By Rukayat Moisemhe
Lagos, Jan. 4, 2025 – Nigeria’s ambitious tax reform agenda, while legislatively sound, faces a critical implementation crossroads. According to the Centre for the Promotion of Private Enterprise (CPPE), the ultimate success of these reforms will hinge not on the strength of the laws passed, but on three delicate, human-centric factors: implementation strategy, economic timing, and the fragile commodity of public trust.
Dr. Muda Yusuf, Founder and CEO of CPPE, issued this stark assessment, framing the current reforms as among the most progressive fiscal restructuring efforts in recent decades. However, he delivered a crucial caveat: “Good policy design does not automatically translate into positive outcomes. History has shown that poorly sequenced and rigid implementation can undermine even the most well-intentioned reforms.”
The Peril of “Reform Fatigue” in a Fragile Economy
Yusuf contextualized the challenge, noting that reforms are unfolding under particularly delicate circumstances. The economy is still grappling with elevated inflation, weakened purchasing power, and the lingering adjustment costs from the removal of fuel subsidies and foreign exchange reforms. Households and businesses are experiencing what he termed “reform fatigue.”
“In this context,” Yusuf warned, “expecting full and simultaneous compliance across all sectors is unrealistic. A rigid, enforcement-heavy approach risks undermining reform credibility before its benefits have time to materialise.” This is especially critical with a politically sensitive pre-election period approaching in 2026, where public sentiment can quickly crystallize into political resistance.
The Core Conflict: Progressive Policy vs. Eroded Public Trust
The CPPE analysis acknowledges the reform framework’s pro-welfare provisions, such as exempting low-income earners from personal income tax and providing VAT relief on basic goods, education, and healthcare. It also praises the rationalization of multiple taxes and incentives for job-creating sectors.
Yet, the central obstacle is a profound crisis of trust. Yusuf explained that public resistance is “rooted in lived experience.” Many Nigerians associate past reforms with rising living costs and declining welfare, without seeing corresponding improvements in public services like roads, security, or power. A weak social contract—the citizen’s belief that taxes paid will result in services rendered—continues to undermine confidence. This creates a vicious cycle: low trust breeds low compliance, which limits revenue, which constrains service delivery, further eroding trust.
The Informal Economy: A Reality That Demands a Nuanced Approach
A critical flashpoint is Nigeria’s vast informal sector, an ecosystem that cannot be ignored or bullied into compliance. With an estimated 40 million micro, small, and nano enterprises—over 80% operating informally and accounting for more than 90% of jobs—the standard enforcement playbook is ineffective and potentially destructive.
“Most informal operators lack proper record-keeping, tax knowledge, digital capacity, and compliance structures,” Yusuf noted. “Enforcement-heavy measures could criminalise informality rather than encourage gradual formalisation.” This highlights a fundamental strategic choice: is the goal immediate revenue extraction or long-term economic integration and growth of the tax base?

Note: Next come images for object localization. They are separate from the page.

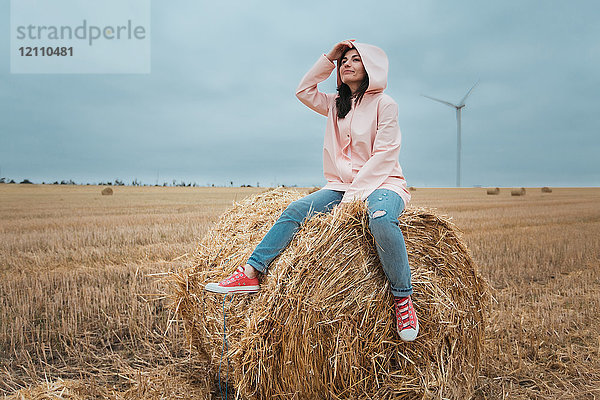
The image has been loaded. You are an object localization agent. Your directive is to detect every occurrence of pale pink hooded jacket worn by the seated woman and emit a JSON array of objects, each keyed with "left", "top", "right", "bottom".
[{"left": 296, "top": 42, "right": 410, "bottom": 206}]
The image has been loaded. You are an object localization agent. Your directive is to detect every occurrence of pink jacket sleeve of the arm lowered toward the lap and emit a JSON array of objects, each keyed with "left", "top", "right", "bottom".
[{"left": 342, "top": 102, "right": 401, "bottom": 203}]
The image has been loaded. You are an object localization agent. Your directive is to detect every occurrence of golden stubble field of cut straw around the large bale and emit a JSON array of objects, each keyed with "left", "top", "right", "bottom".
[{"left": 0, "top": 184, "right": 600, "bottom": 399}]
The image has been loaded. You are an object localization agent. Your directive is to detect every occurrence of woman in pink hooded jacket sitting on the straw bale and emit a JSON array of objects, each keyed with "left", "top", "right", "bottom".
[{"left": 206, "top": 40, "right": 419, "bottom": 341}]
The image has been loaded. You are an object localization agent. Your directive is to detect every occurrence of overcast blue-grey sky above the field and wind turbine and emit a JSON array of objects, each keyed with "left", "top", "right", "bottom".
[{"left": 0, "top": 0, "right": 600, "bottom": 187}]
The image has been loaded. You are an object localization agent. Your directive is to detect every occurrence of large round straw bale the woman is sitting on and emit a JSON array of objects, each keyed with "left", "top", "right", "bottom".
[{"left": 171, "top": 189, "right": 487, "bottom": 399}]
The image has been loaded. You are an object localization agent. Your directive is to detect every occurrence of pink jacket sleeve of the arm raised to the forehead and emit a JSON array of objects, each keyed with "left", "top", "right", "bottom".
[{"left": 296, "top": 54, "right": 336, "bottom": 116}]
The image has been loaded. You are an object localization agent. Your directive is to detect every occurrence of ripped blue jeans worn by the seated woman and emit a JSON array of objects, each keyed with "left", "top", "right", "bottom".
[{"left": 247, "top": 189, "right": 412, "bottom": 297}]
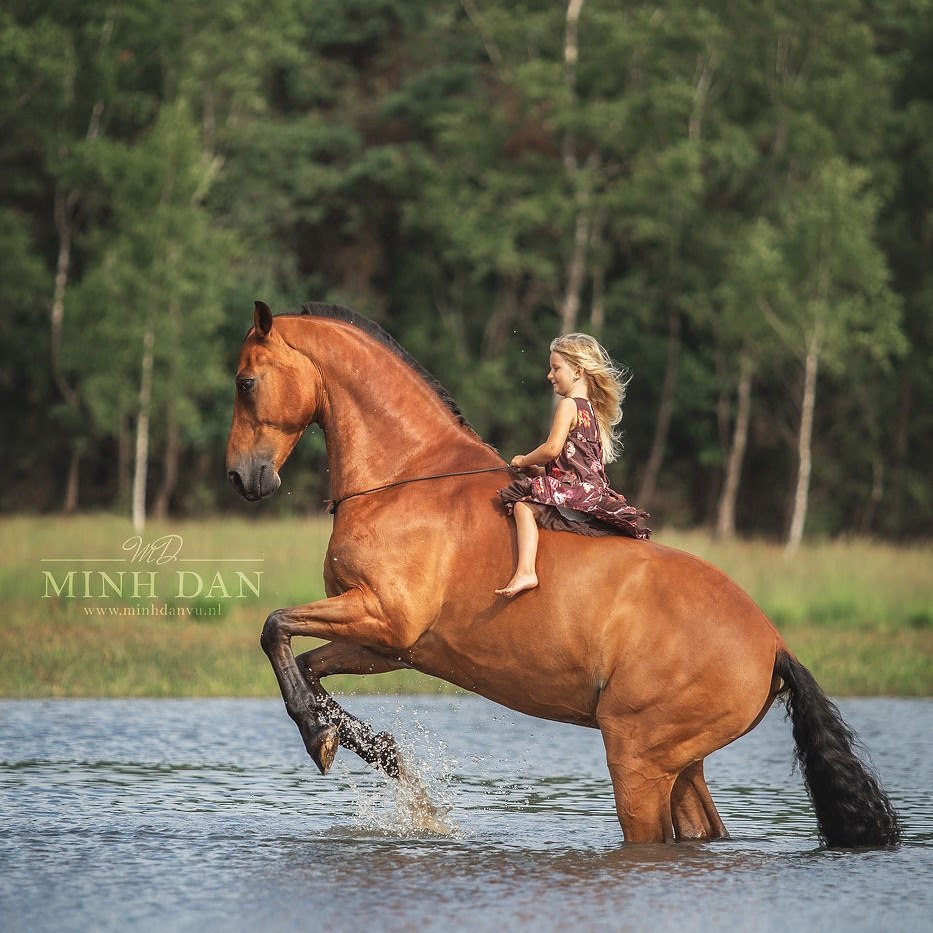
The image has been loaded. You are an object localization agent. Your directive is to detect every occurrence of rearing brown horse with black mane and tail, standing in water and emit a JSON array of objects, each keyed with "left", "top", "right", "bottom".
[{"left": 227, "top": 301, "right": 899, "bottom": 846}]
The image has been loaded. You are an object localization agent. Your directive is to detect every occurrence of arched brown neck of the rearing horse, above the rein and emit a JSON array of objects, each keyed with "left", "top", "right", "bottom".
[{"left": 290, "top": 318, "right": 501, "bottom": 497}]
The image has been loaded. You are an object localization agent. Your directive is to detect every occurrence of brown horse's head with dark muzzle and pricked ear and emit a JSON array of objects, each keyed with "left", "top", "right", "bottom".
[{"left": 227, "top": 301, "right": 321, "bottom": 501}]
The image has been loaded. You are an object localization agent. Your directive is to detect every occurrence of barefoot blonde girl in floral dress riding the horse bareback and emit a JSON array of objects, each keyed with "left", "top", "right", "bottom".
[{"left": 496, "top": 334, "right": 651, "bottom": 597}]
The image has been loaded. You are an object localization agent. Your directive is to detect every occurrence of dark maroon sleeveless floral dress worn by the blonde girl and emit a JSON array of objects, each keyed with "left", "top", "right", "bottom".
[{"left": 499, "top": 398, "right": 651, "bottom": 538}]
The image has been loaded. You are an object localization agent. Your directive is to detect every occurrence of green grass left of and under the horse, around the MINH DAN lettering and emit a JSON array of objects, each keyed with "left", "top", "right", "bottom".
[{"left": 0, "top": 516, "right": 454, "bottom": 697}]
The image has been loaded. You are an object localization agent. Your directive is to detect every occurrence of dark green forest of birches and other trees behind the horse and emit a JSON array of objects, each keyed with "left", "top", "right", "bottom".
[{"left": 0, "top": 0, "right": 933, "bottom": 546}]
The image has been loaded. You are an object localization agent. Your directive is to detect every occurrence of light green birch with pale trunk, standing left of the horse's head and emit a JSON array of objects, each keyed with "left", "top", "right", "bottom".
[{"left": 69, "top": 104, "right": 234, "bottom": 529}]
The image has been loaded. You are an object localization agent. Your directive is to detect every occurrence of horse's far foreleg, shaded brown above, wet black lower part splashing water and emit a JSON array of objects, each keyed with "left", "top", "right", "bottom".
[{"left": 295, "top": 642, "right": 408, "bottom": 778}]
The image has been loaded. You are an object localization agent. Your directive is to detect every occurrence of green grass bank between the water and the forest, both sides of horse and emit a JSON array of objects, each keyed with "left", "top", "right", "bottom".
[{"left": 0, "top": 516, "right": 933, "bottom": 697}]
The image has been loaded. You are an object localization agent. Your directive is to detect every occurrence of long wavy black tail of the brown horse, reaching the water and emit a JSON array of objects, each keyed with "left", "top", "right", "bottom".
[{"left": 774, "top": 651, "right": 901, "bottom": 847}]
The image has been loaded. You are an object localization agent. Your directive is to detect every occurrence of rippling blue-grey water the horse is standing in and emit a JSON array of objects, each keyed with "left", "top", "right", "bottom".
[{"left": 0, "top": 697, "right": 933, "bottom": 933}]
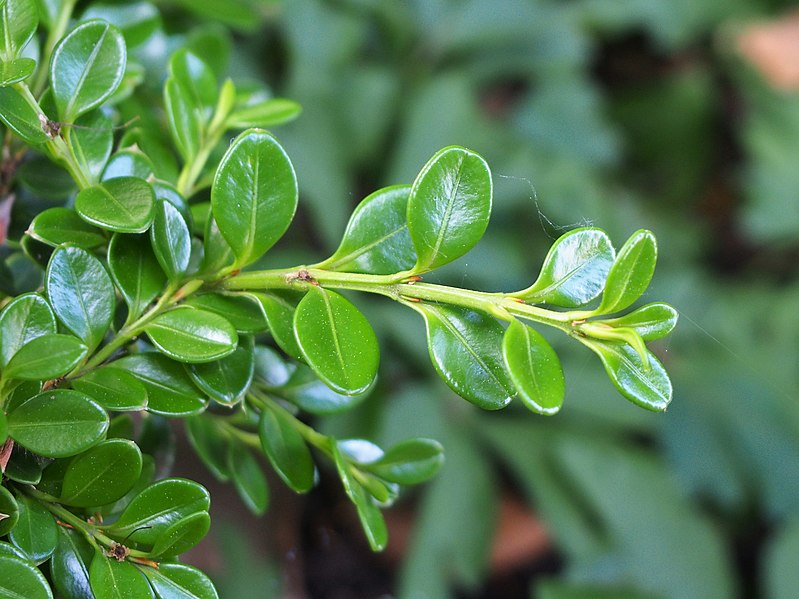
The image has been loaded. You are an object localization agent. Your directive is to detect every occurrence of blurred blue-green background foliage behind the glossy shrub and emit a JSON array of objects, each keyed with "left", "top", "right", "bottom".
[{"left": 81, "top": 0, "right": 799, "bottom": 599}]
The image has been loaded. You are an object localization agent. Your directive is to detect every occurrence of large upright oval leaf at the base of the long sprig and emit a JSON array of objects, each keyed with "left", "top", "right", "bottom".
[{"left": 211, "top": 129, "right": 297, "bottom": 267}]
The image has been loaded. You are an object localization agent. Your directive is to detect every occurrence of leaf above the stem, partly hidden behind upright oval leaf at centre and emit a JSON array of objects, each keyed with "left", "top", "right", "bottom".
[{"left": 319, "top": 185, "right": 416, "bottom": 275}]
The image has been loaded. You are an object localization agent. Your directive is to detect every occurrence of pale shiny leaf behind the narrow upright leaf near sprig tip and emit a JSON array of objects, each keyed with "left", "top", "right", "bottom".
[{"left": 516, "top": 228, "right": 615, "bottom": 308}]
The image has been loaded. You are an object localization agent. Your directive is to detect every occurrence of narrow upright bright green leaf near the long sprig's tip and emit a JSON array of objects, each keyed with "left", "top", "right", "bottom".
[{"left": 594, "top": 230, "right": 657, "bottom": 314}]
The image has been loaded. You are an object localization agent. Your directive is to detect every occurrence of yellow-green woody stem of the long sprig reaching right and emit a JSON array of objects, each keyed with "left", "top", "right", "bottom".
[{"left": 219, "top": 268, "right": 575, "bottom": 334}]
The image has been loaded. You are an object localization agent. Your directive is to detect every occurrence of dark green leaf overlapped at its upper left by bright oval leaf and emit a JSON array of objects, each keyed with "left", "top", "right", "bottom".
[{"left": 186, "top": 337, "right": 255, "bottom": 405}]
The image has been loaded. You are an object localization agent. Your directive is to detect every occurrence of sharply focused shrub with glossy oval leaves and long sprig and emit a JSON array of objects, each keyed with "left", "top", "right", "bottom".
[{"left": 0, "top": 0, "right": 676, "bottom": 599}]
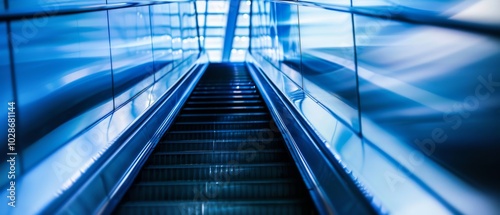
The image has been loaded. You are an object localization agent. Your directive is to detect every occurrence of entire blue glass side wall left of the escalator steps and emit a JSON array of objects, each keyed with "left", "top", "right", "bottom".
[{"left": 0, "top": 0, "right": 200, "bottom": 214}]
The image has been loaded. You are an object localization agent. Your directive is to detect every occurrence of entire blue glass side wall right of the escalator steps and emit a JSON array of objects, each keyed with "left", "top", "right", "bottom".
[{"left": 248, "top": 0, "right": 500, "bottom": 214}]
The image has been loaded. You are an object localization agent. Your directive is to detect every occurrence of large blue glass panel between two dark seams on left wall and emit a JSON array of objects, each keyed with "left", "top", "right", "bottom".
[{"left": 12, "top": 12, "right": 112, "bottom": 168}]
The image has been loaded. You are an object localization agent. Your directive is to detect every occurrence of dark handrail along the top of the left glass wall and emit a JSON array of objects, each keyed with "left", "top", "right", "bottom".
[{"left": 0, "top": 0, "right": 194, "bottom": 21}]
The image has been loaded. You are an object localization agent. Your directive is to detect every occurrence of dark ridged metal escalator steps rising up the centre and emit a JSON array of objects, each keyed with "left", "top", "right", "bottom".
[{"left": 114, "top": 64, "right": 317, "bottom": 214}]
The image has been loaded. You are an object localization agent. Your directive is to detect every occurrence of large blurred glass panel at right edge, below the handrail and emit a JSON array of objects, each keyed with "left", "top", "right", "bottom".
[{"left": 355, "top": 16, "right": 500, "bottom": 207}]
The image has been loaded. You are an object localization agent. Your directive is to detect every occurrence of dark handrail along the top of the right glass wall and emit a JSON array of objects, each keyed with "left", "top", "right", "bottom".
[{"left": 264, "top": 0, "right": 500, "bottom": 37}]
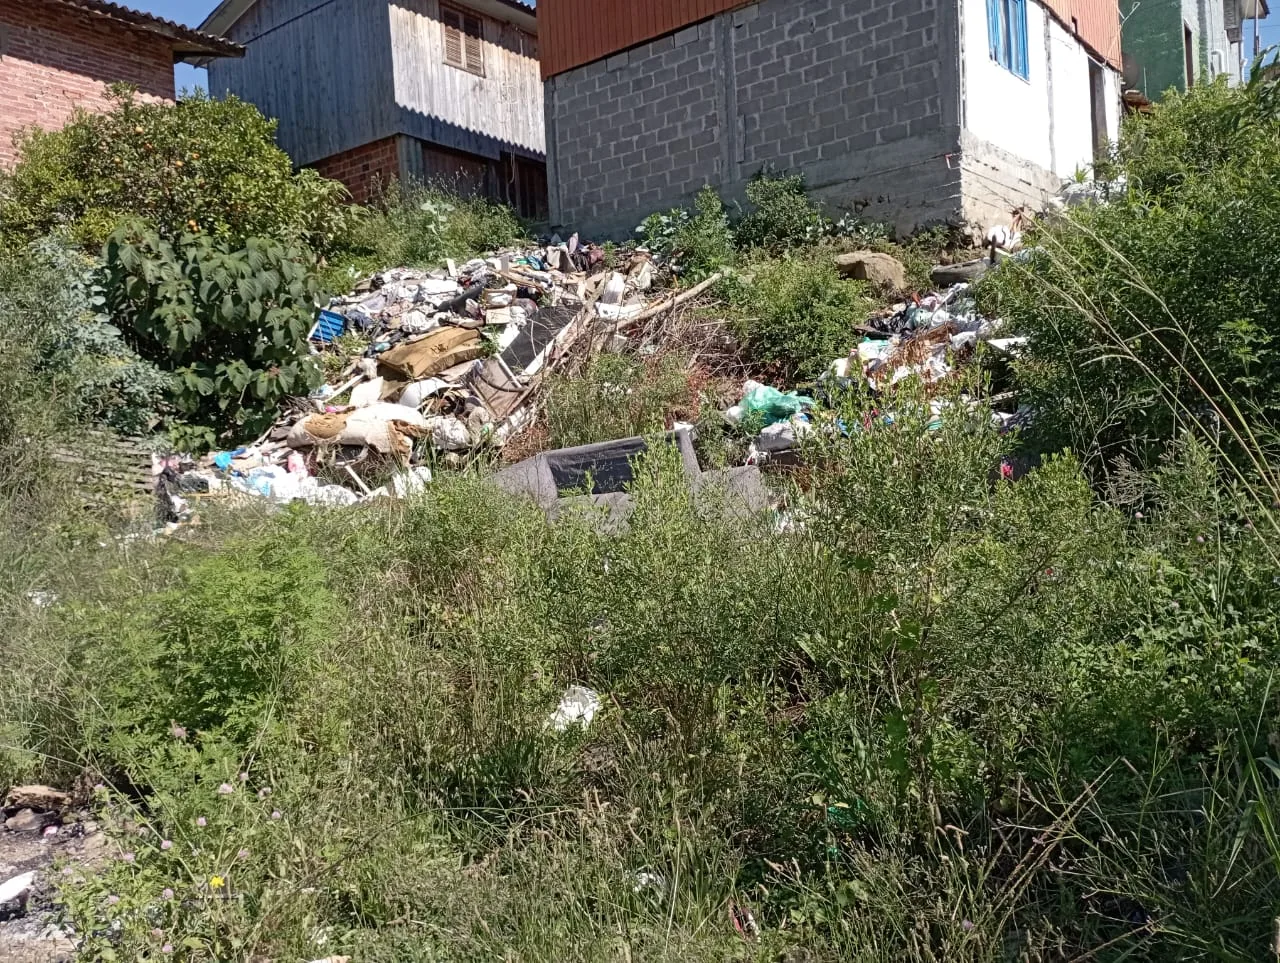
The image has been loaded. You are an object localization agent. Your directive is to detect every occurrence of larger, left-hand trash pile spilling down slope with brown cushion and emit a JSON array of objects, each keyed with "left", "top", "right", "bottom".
[{"left": 152, "top": 234, "right": 696, "bottom": 525}]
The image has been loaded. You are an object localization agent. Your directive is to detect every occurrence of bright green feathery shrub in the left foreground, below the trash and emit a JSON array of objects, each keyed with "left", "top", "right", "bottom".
[{"left": 65, "top": 519, "right": 335, "bottom": 758}]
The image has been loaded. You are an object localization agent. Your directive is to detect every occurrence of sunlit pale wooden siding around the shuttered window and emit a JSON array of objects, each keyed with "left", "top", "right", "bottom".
[{"left": 390, "top": 0, "right": 547, "bottom": 159}]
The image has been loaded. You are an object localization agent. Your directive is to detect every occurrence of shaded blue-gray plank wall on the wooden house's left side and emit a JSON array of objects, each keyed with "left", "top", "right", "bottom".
[{"left": 209, "top": 0, "right": 398, "bottom": 165}]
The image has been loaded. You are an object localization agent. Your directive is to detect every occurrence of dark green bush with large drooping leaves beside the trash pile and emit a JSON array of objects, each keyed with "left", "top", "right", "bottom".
[{"left": 104, "top": 223, "right": 320, "bottom": 444}]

Policy Flashpoints and the Case for Strategic Prioritization
The CPPE identified specific measures fueling public and business anxiety:
- Mandatory reporting of bank transactions above N25 million: This could ensnare high-turnover, low-margin businesses (e.g., commodity traders) in undue scrutiny.
- Proposed increase in Capital Gains Tax from 10% to 30%: Seen as potentially discouraging investment in capital markets and property.
- The N500,000 annual rent relief cap: Considered misaligned with rental realities in major urban centers.
- Wide enforcement powers and severe penalties: Risk creating a climate of fear rather than voluntary compliance.
A Pragmatic Pathway Forward: Revenue Efficiency Over Blanket Enforcement
Instead of a scattergun approach, Yusuf advocated for a strategy of revenue efficiency. Empirical evidence shows a Pareto principle in effect: roughly 20% of taxpayers account for close to 90% of tax receipts. Therefore, a phased implementation should:
- Concentrate initial enforcement on large corporations, established SMEs, and high-net-worth individuals who already have compliance infrastructure. This delivers significant revenue without widespread socio-economic disruption.
- Treat the informal sector as a long-term project, using incentives, sustained education, and simplified digital tools (like flat-rate “tax tickets”) to encourage gradual formalization.
- Prioritize trust-building and transparency. Clearly communicating how new revenues are being spent—on visible projects—is as important as collecting the tax itself.
“With 2026 shaping up as a pre-election year, political and social caution is imperative,” Yusuf concluded. “Stability, trust-building, and reform credibility should take precedence over short-term enforcement optics.”
In essence, the CPPE’s message is that tax reform is a marathon, not a sprint. Its success will be measured not by the rigor of its penalties, but by its ability to foster voluntary compliance through perceived fairness, strategic pragmatism, and, ultimately, the restoration of a functional social contract between the Nigerian state and its people.